Moeder, die liever Madresh wil worden genoemd, zet haar dochter onbeschaamd in om (zwart) geld te proberen los te peuteren bij de zakenrelaties van haar man. De daden van Marianne kunnen de rechtszaak van haar vader schaden. Nergens draait het in deze doorgedraaide wereld om de belangen van het kind. Hopelijk neemt ze een goede raad ter harte: ‘We zijn er niet op gebouwd om op een eigen eiland te leven.’
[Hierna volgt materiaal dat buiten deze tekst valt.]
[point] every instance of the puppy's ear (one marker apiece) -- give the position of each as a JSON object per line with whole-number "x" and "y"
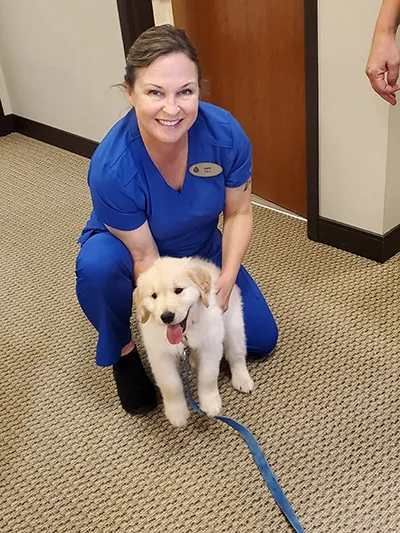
{"x": 143, "y": 313}
{"x": 202, "y": 279}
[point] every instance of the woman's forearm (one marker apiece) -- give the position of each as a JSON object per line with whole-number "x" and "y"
{"x": 389, "y": 16}
{"x": 235, "y": 241}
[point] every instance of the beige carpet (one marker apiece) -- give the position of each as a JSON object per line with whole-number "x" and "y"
{"x": 325, "y": 410}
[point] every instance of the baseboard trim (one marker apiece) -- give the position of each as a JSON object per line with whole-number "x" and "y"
{"x": 55, "y": 137}
{"x": 360, "y": 242}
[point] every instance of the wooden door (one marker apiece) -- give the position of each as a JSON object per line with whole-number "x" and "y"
{"x": 252, "y": 55}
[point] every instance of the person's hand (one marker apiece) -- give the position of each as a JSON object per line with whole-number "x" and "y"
{"x": 223, "y": 289}
{"x": 383, "y": 66}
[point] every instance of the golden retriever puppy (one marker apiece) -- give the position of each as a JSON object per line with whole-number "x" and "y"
{"x": 176, "y": 304}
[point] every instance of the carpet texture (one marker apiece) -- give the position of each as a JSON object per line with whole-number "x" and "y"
{"x": 325, "y": 408}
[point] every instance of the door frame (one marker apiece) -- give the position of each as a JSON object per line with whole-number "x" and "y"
{"x": 137, "y": 15}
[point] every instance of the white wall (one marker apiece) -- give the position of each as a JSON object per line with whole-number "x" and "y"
{"x": 359, "y": 133}
{"x": 5, "y": 100}
{"x": 162, "y": 10}
{"x": 60, "y": 60}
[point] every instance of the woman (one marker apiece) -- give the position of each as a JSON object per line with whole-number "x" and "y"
{"x": 158, "y": 181}
{"x": 384, "y": 58}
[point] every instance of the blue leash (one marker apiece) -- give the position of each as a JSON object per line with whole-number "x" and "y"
{"x": 258, "y": 456}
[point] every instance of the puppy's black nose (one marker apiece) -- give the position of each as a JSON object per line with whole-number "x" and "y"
{"x": 167, "y": 317}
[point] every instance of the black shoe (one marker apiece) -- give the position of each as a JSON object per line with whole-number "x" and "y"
{"x": 135, "y": 389}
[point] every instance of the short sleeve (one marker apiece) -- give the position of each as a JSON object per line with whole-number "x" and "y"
{"x": 114, "y": 203}
{"x": 241, "y": 168}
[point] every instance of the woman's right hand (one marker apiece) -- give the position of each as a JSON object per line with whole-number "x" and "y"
{"x": 383, "y": 65}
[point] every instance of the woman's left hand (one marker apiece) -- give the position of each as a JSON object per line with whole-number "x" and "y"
{"x": 223, "y": 288}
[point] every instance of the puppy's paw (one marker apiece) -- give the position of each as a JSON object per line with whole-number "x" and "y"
{"x": 242, "y": 381}
{"x": 211, "y": 404}
{"x": 178, "y": 415}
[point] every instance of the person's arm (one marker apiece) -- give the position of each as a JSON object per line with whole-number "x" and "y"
{"x": 384, "y": 58}
{"x": 238, "y": 225}
{"x": 141, "y": 245}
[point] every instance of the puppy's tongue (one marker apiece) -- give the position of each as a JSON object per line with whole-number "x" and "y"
{"x": 174, "y": 333}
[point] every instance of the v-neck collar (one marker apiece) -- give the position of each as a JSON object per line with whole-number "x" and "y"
{"x": 149, "y": 163}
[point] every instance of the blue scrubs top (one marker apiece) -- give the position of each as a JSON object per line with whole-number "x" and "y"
{"x": 127, "y": 189}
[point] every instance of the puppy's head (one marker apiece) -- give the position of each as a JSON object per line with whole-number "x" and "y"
{"x": 167, "y": 291}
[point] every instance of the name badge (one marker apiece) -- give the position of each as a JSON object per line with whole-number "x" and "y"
{"x": 205, "y": 170}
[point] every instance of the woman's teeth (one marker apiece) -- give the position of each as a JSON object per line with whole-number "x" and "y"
{"x": 169, "y": 122}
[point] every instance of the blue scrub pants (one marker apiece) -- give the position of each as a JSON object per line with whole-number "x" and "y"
{"x": 104, "y": 287}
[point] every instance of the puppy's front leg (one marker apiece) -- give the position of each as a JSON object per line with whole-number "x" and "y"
{"x": 166, "y": 374}
{"x": 207, "y": 378}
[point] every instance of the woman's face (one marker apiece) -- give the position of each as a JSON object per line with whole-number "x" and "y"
{"x": 165, "y": 96}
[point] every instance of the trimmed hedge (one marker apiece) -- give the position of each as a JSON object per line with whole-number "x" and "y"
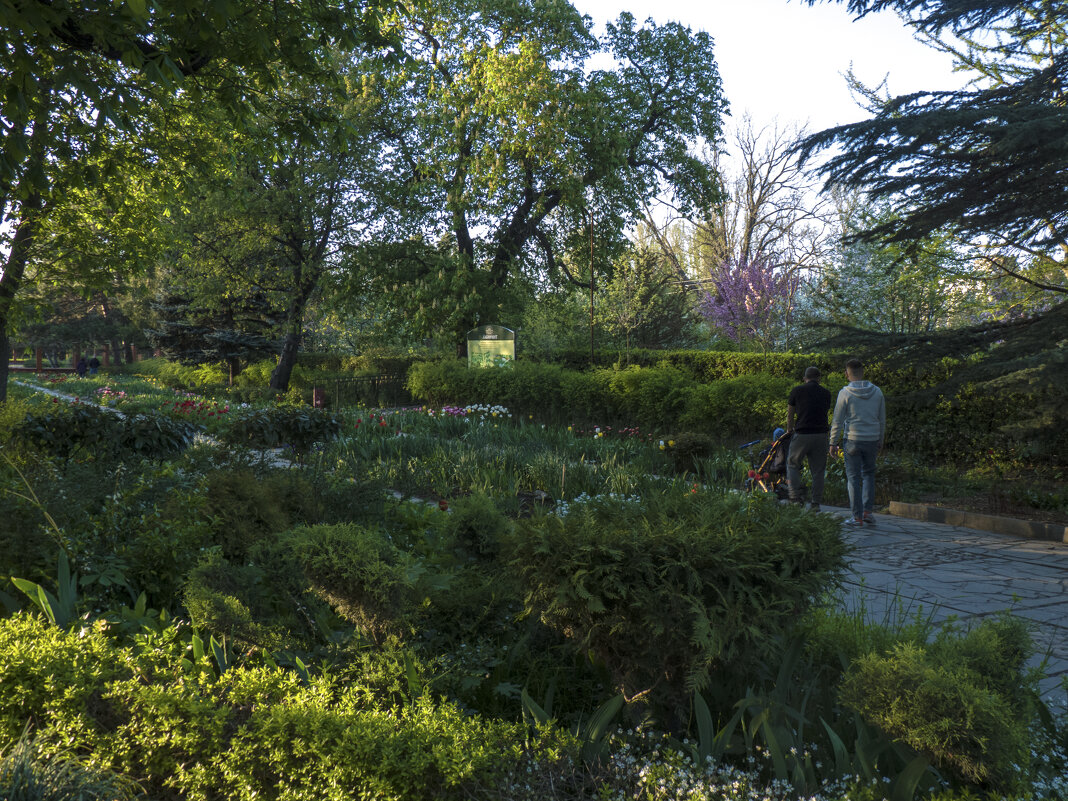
{"x": 657, "y": 398}
{"x": 702, "y": 365}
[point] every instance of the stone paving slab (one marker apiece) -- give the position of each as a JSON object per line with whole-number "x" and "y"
{"x": 902, "y": 567}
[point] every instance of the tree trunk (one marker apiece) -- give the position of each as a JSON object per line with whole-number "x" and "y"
{"x": 114, "y": 345}
{"x": 13, "y": 271}
{"x": 294, "y": 325}
{"x": 286, "y": 361}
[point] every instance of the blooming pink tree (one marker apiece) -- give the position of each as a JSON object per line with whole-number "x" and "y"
{"x": 749, "y": 300}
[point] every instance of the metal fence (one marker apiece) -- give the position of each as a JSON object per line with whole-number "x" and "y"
{"x": 375, "y": 391}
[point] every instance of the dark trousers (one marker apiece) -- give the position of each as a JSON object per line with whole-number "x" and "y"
{"x": 813, "y": 448}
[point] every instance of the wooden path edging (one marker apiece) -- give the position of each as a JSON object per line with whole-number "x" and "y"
{"x": 1009, "y": 525}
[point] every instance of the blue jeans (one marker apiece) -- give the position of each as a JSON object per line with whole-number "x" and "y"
{"x": 860, "y": 474}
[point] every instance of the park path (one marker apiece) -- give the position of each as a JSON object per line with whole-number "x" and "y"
{"x": 905, "y": 565}
{"x": 952, "y": 571}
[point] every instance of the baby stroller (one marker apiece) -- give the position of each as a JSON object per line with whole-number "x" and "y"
{"x": 768, "y": 472}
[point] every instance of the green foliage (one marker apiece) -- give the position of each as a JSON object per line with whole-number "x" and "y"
{"x": 154, "y": 436}
{"x": 963, "y": 701}
{"x": 68, "y": 429}
{"x": 245, "y": 733}
{"x": 477, "y": 527}
{"x": 234, "y": 600}
{"x": 702, "y": 365}
{"x": 744, "y": 405}
{"x": 245, "y": 507}
{"x": 29, "y": 775}
{"x": 361, "y": 574}
{"x": 174, "y": 374}
{"x": 89, "y": 429}
{"x": 668, "y": 592}
{"x": 652, "y": 395}
{"x": 297, "y": 427}
{"x": 51, "y": 674}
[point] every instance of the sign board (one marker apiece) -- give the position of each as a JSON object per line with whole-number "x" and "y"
{"x": 490, "y": 346}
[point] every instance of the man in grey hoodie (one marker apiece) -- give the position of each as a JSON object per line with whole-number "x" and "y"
{"x": 860, "y": 420}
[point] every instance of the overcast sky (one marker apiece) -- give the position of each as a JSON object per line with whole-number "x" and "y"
{"x": 786, "y": 61}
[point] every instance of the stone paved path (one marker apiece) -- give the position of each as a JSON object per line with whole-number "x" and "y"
{"x": 948, "y": 571}
{"x": 901, "y": 566}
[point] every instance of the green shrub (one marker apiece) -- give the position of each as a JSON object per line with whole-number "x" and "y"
{"x": 252, "y": 733}
{"x": 28, "y": 775}
{"x": 190, "y": 377}
{"x": 69, "y": 428}
{"x": 53, "y": 677}
{"x": 668, "y": 591}
{"x": 361, "y": 574}
{"x": 297, "y": 427}
{"x": 962, "y": 701}
{"x": 743, "y": 406}
{"x": 650, "y": 396}
{"x": 240, "y": 602}
{"x": 79, "y": 427}
{"x": 477, "y": 527}
{"x": 255, "y": 375}
{"x": 244, "y": 507}
{"x": 154, "y": 436}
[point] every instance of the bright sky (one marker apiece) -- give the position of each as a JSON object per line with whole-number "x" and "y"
{"x": 784, "y": 60}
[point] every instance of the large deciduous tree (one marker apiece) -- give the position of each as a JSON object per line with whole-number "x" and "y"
{"x": 505, "y": 143}
{"x": 75, "y": 74}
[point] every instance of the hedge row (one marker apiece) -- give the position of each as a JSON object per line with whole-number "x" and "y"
{"x": 662, "y": 398}
{"x": 702, "y": 365}
{"x": 969, "y": 426}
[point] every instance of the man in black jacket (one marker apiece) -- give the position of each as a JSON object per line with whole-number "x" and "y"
{"x": 806, "y": 411}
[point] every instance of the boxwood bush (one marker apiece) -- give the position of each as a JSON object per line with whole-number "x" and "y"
{"x": 962, "y": 701}
{"x": 250, "y": 733}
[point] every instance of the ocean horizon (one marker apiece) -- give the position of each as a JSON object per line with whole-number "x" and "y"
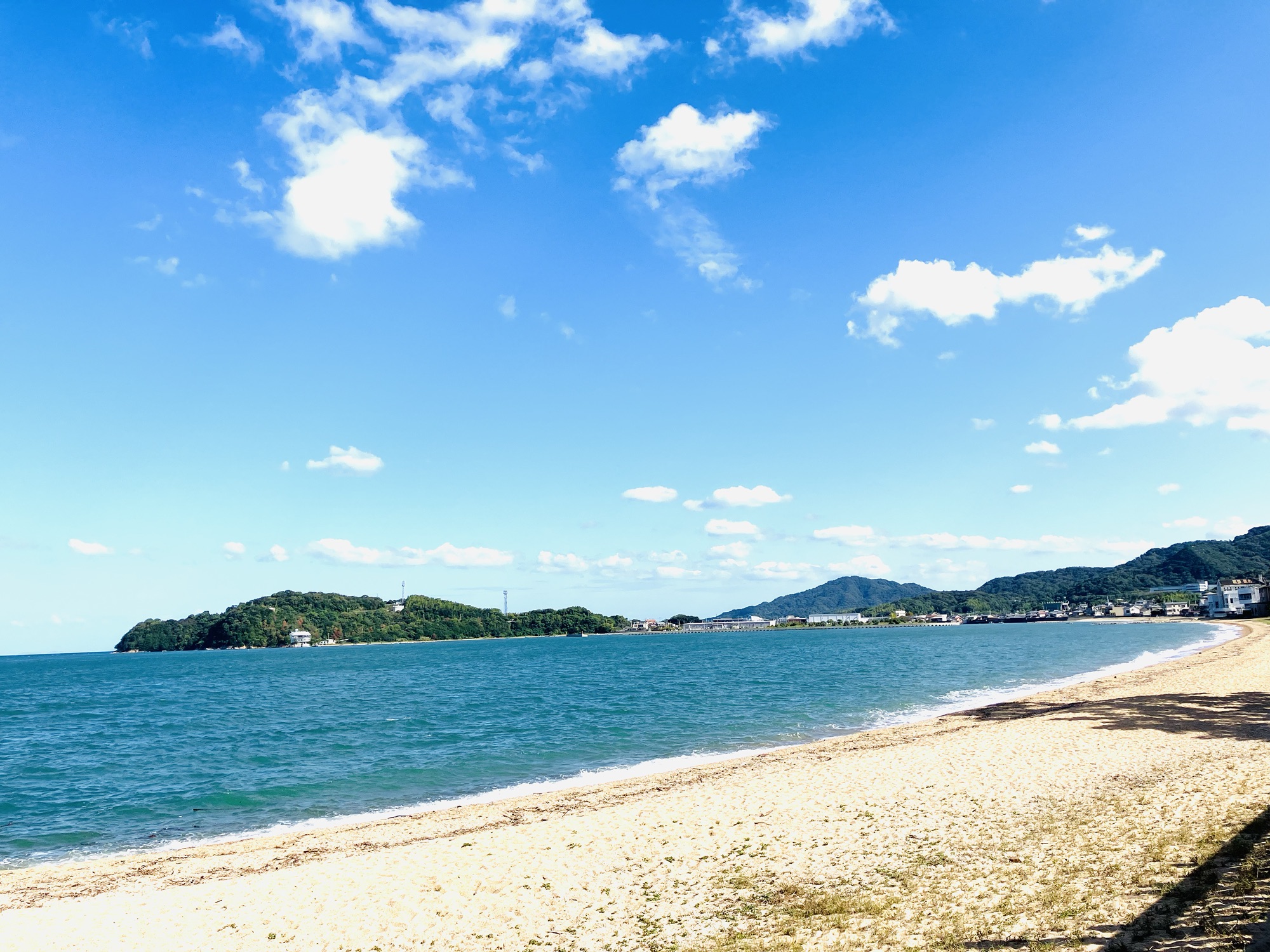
{"x": 110, "y": 753}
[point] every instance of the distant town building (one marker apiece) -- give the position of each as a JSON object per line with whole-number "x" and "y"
{"x": 730, "y": 625}
{"x": 1233, "y": 598}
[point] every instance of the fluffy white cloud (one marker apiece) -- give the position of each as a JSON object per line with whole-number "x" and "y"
{"x": 862, "y": 565}
{"x": 354, "y": 460}
{"x": 678, "y": 572}
{"x": 341, "y": 550}
{"x": 321, "y": 29}
{"x": 1194, "y": 522}
{"x": 810, "y": 23}
{"x": 1203, "y": 370}
{"x": 229, "y": 37}
{"x": 954, "y": 296}
{"x": 90, "y": 548}
{"x": 727, "y": 527}
{"x": 684, "y": 147}
{"x": 562, "y": 562}
{"x": 345, "y": 197}
{"x": 746, "y": 497}
{"x": 849, "y": 535}
{"x": 1043, "y": 447}
{"x": 1092, "y": 233}
{"x": 605, "y": 54}
{"x": 651, "y": 494}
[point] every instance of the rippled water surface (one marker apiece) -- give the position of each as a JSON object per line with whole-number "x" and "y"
{"x": 102, "y": 753}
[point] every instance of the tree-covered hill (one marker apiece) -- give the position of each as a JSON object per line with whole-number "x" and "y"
{"x": 1184, "y": 563}
{"x": 846, "y": 595}
{"x": 267, "y": 623}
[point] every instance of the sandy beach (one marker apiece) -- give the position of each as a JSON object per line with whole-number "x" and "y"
{"x": 1064, "y": 818}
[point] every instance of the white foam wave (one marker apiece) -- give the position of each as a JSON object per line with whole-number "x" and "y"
{"x": 957, "y": 701}
{"x": 954, "y": 701}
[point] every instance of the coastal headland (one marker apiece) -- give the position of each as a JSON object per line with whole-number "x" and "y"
{"x": 1062, "y": 818}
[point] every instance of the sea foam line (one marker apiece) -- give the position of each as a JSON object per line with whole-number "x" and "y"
{"x": 956, "y": 701}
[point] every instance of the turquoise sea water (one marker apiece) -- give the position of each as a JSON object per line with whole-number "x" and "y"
{"x": 104, "y": 753}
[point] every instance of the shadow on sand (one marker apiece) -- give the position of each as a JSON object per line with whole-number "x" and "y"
{"x": 1222, "y": 904}
{"x": 1241, "y": 717}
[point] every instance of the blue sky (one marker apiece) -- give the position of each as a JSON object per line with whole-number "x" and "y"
{"x": 895, "y": 290}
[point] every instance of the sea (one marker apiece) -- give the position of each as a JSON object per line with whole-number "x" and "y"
{"x": 105, "y": 755}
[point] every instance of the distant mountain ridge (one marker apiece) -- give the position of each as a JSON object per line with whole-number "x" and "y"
{"x": 845, "y": 595}
{"x": 1180, "y": 564}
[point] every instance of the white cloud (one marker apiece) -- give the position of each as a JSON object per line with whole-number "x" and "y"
{"x": 1203, "y": 370}
{"x": 244, "y": 176}
{"x": 1045, "y": 447}
{"x": 604, "y": 54}
{"x": 345, "y": 197}
{"x": 354, "y": 460}
{"x": 565, "y": 562}
{"x": 321, "y": 29}
{"x": 1194, "y": 522}
{"x": 669, "y": 557}
{"x": 849, "y": 535}
{"x": 810, "y": 23}
{"x": 229, "y": 37}
{"x": 615, "y": 562}
{"x": 133, "y": 34}
{"x": 1093, "y": 233}
{"x": 746, "y": 497}
{"x": 862, "y": 565}
{"x": 1231, "y": 527}
{"x": 341, "y": 550}
{"x": 651, "y": 494}
{"x": 90, "y": 548}
{"x": 684, "y": 147}
{"x": 784, "y": 571}
{"x": 954, "y": 296}
{"x": 727, "y": 527}
{"x": 465, "y": 558}
{"x": 678, "y": 572}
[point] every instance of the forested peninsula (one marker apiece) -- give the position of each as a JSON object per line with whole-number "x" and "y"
{"x": 267, "y": 623}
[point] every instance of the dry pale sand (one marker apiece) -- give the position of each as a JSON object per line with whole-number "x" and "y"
{"x": 1061, "y": 817}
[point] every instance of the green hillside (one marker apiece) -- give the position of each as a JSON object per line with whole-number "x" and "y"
{"x": 266, "y": 623}
{"x": 846, "y": 595}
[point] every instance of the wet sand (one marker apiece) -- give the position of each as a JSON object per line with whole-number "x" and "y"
{"x": 1064, "y": 816}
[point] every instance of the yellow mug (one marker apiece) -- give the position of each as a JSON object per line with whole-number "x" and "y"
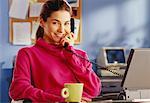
{"x": 72, "y": 92}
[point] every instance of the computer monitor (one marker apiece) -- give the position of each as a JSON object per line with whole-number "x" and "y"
{"x": 138, "y": 70}
{"x": 112, "y": 57}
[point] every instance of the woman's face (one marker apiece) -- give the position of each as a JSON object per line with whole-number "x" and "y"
{"x": 56, "y": 26}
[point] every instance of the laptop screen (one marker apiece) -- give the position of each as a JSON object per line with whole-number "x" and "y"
{"x": 138, "y": 70}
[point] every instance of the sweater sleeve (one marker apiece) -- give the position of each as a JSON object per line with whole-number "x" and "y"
{"x": 83, "y": 71}
{"x": 21, "y": 86}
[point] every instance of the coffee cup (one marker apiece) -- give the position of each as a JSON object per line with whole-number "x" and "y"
{"x": 72, "y": 92}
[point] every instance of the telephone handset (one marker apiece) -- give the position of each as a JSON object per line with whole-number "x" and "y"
{"x": 114, "y": 72}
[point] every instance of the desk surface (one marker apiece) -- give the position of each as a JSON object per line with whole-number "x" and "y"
{"x": 123, "y": 101}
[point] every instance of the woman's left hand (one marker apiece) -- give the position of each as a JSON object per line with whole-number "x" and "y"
{"x": 69, "y": 39}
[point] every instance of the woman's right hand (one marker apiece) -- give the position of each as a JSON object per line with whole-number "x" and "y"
{"x": 67, "y": 40}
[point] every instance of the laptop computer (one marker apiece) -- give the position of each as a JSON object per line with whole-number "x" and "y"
{"x": 137, "y": 73}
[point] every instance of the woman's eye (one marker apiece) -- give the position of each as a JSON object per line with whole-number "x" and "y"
{"x": 54, "y": 23}
{"x": 67, "y": 23}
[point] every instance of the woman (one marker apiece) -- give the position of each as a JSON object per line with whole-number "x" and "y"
{"x": 41, "y": 70}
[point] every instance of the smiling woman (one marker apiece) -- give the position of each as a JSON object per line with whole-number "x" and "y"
{"x": 31, "y": 23}
{"x": 41, "y": 70}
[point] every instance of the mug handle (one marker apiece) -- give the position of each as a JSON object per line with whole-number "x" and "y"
{"x": 65, "y": 92}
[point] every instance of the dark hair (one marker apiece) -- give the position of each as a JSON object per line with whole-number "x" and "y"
{"x": 48, "y": 8}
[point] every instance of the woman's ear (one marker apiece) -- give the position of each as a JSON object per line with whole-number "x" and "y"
{"x": 42, "y": 23}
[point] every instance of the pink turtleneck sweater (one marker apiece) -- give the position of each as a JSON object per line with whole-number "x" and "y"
{"x": 41, "y": 71}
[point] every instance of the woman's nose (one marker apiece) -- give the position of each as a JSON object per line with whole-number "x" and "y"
{"x": 61, "y": 29}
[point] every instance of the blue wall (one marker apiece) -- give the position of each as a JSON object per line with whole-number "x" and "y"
{"x": 106, "y": 22}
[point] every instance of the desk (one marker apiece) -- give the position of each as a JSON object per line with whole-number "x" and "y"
{"x": 124, "y": 101}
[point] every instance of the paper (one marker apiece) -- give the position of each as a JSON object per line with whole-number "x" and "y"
{"x": 21, "y": 33}
{"x": 35, "y": 26}
{"x": 35, "y": 9}
{"x": 19, "y": 9}
{"x": 76, "y": 27}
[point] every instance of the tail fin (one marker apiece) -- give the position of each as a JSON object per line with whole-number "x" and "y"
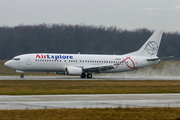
{"x": 151, "y": 46}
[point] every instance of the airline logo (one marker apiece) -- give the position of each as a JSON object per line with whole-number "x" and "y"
{"x": 151, "y": 47}
{"x": 56, "y": 57}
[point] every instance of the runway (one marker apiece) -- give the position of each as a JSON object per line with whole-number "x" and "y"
{"x": 89, "y": 101}
{"x": 94, "y": 78}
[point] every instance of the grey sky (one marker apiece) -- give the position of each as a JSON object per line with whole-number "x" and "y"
{"x": 127, "y": 14}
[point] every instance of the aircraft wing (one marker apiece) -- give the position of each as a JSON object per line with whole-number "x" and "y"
{"x": 98, "y": 68}
{"x": 153, "y": 59}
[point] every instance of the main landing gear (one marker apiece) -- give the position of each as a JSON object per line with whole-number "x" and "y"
{"x": 22, "y": 75}
{"x": 84, "y": 75}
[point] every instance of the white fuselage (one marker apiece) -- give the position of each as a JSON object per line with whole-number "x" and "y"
{"x": 58, "y": 62}
{"x": 84, "y": 65}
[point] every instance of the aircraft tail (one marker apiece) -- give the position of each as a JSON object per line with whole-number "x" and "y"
{"x": 151, "y": 46}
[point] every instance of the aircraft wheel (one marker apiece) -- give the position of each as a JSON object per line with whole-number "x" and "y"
{"x": 89, "y": 75}
{"x": 22, "y": 75}
{"x": 83, "y": 75}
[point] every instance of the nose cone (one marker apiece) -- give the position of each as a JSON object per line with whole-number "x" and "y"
{"x": 8, "y": 64}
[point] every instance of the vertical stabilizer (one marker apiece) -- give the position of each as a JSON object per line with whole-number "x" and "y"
{"x": 151, "y": 46}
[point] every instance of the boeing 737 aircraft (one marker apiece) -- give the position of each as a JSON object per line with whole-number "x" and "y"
{"x": 85, "y": 64}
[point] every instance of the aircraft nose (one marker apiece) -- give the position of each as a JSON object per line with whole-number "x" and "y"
{"x": 7, "y": 64}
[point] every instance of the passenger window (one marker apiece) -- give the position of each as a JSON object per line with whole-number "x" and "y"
{"x": 16, "y": 59}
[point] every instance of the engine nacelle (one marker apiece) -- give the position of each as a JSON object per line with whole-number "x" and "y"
{"x": 73, "y": 70}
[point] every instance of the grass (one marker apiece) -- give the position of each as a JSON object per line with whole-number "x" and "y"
{"x": 93, "y": 114}
{"x": 51, "y": 87}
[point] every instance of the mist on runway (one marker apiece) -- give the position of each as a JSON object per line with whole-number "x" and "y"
{"x": 163, "y": 69}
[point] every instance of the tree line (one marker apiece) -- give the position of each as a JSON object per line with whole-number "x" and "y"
{"x": 61, "y": 38}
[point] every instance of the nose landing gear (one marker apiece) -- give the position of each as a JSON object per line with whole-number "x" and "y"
{"x": 84, "y": 75}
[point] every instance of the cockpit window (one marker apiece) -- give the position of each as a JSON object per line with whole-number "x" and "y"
{"x": 16, "y": 59}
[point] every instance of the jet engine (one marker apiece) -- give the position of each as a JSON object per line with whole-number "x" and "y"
{"x": 73, "y": 70}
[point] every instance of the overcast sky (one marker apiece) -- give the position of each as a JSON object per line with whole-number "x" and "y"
{"x": 126, "y": 14}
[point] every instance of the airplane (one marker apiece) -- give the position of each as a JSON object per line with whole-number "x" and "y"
{"x": 84, "y": 65}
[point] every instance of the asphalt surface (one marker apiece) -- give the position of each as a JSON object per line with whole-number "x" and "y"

Net zoals in haar eerste twee romans is de schrijfstijl van Ending in Een eigen eiland aangenaam vloeiend. Je gaat vanzelf mee in de ‘flow’. Ongemerkt word je meegezogen in de draaikolk van het hoofdpersonage. Goed gedoseerde kleine natuurelementen. Precies genoeg mooie woorden. Ending is als schrijfster opnieuw gegroeid. En zoals het hoort bij een echte roman, blijkt uit het nawoord dat ze de feiten een beetje verdraaid heeft. Het stormachtige weer vond in een ander jaar plaats. De Nissan Patrol-wagens werden pas iets later in gebruik genomen. De werkelijkheid kantelen in dienst van het verhaal. Zo hoort het!

Guus Bauer

Esther J. Ending – Een eigen eiland. Lebowski, Amsterdam. € 19,95.